Selon cette enquête, « une nouvelle génération de la jeunesse dans ces pays aspire à bouleverser l’ordre islamique oppresseur et cherche à outrepasser les interdits imposés par les mœurs et traditions islamiques en matière sexuelle ». L’enquête révèle que « de jeunes garçons et de jeunes filles musulmans sont en phase d’accomplir une véritable révolution sexuelle dans les pays arabes ». Ceci est vrai pour le Maroc et pour l’Egypte notamment. A Rabat, les auteurs de l’étude ont recueilli des témoignages qui attestent que des jeunes gens se retrouvent toutes les nuits sur une plage de Rabat, derrière une forteresse, et vivent leur amour en toute quiétude. Un vendeur ambulant qui ramasse, tous les matins, les préservatifs usagés, prédit « l’enfer à ces déviationnistes »… La même scène se produit également au Caire, sur les bords du Nil, dans une rue rebaptisée « la rue de l’amour ».
Selon cette enquête, 56% des jeunes maghrébins ne respectent pas les interdictions imposées par l’islam, et regardent régulièrement des films pornographiques. L’exemple du Maroc est flagrant. Le pays est devenu une destination du tourisme sexuel depuis le Tsunami qui a frappé l’Asie du Sud-Est. Et les jeunes marocaines parviennent parfaitement à s’accommoder : elles vivent une sexualité débridée dans la discrétion, tout en respectant en apparence les préceptes de l’islam.

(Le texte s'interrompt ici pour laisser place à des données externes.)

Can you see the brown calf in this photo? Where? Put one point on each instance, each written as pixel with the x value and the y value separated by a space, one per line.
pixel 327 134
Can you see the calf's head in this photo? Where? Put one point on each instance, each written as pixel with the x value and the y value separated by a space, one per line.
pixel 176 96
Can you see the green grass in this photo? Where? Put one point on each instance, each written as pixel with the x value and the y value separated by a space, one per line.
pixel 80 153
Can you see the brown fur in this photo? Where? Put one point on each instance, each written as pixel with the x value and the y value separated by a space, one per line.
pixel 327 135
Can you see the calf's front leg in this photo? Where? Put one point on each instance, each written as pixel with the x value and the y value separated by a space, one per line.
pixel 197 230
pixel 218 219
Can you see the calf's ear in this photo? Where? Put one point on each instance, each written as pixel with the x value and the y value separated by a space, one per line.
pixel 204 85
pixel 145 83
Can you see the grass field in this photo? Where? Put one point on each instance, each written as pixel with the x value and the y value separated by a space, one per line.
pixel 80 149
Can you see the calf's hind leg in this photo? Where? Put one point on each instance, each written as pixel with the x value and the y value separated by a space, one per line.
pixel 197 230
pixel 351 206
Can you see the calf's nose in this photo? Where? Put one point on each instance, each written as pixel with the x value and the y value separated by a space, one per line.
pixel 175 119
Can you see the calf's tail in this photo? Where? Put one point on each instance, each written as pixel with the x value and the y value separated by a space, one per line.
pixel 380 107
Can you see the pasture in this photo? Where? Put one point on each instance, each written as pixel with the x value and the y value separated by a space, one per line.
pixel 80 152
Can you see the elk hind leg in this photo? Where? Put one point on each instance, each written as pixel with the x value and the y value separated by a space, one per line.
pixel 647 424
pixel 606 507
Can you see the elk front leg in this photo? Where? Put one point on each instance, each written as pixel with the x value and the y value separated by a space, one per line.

Le Liban n’est pas en reste. Dans les rue de Beyrouth pullulent les discothèques et autres boites de nuit où l’alcool coule en abondance et où les relations sexuelles sont légendes, à la faveur de la relative liberté qui distingue ce pays de son environnement régional.
Cette enquête fait dire au Der Speigel que « des endroits secrets dans les pays arabes et musulmans attirent les amateurs de sexe et ceux qui tentent de fuir l’oppression ambiante. La répression des autorités a touché ses limites et ces pays assistent à une explosion de la prostitution. Les autorités religieuses semblent perdre leur emprise sur les ouailles, désormais plus attirés par les télévisions satellitaires et les sites internet que par les mosquées. Une récente enquête atteste que les Pakistanais sont les internautes qui recherchent le plus des sites pornographiques sur Google, suivis par les Egyptiens, les Iraniens et les Marocains. Le tabou du sexe en pays islamiques se fissure. La situation peut évoluer de façon dramatique vers une révolution sexuelle qui emporterait toutes les traditions conservatrices en vigueur dans ces pays ; soit vers une confrontation entre ultras-libéraux et ultras-conservateurs, ces dernier étant opposés à tout ce qui se réfère aux libertés occidentales. Cette confrontation a déjà commencé en Egypte où les détenteurs d’un préservatif dans sa poche est passible de lourdes sanctions à l’image du journaliste égyptien Ali Al-Joundi, arrêté alors qu’il circulait en voiture en compagnie de sa fiancée. La police a trouvé sur lui un préservatif et a soupçonné sa fiancée d’être une prostituée. Emprisonnés, ce n’est qu’après un appel du père de la jeune fille que les deux amoureux ont été libéré.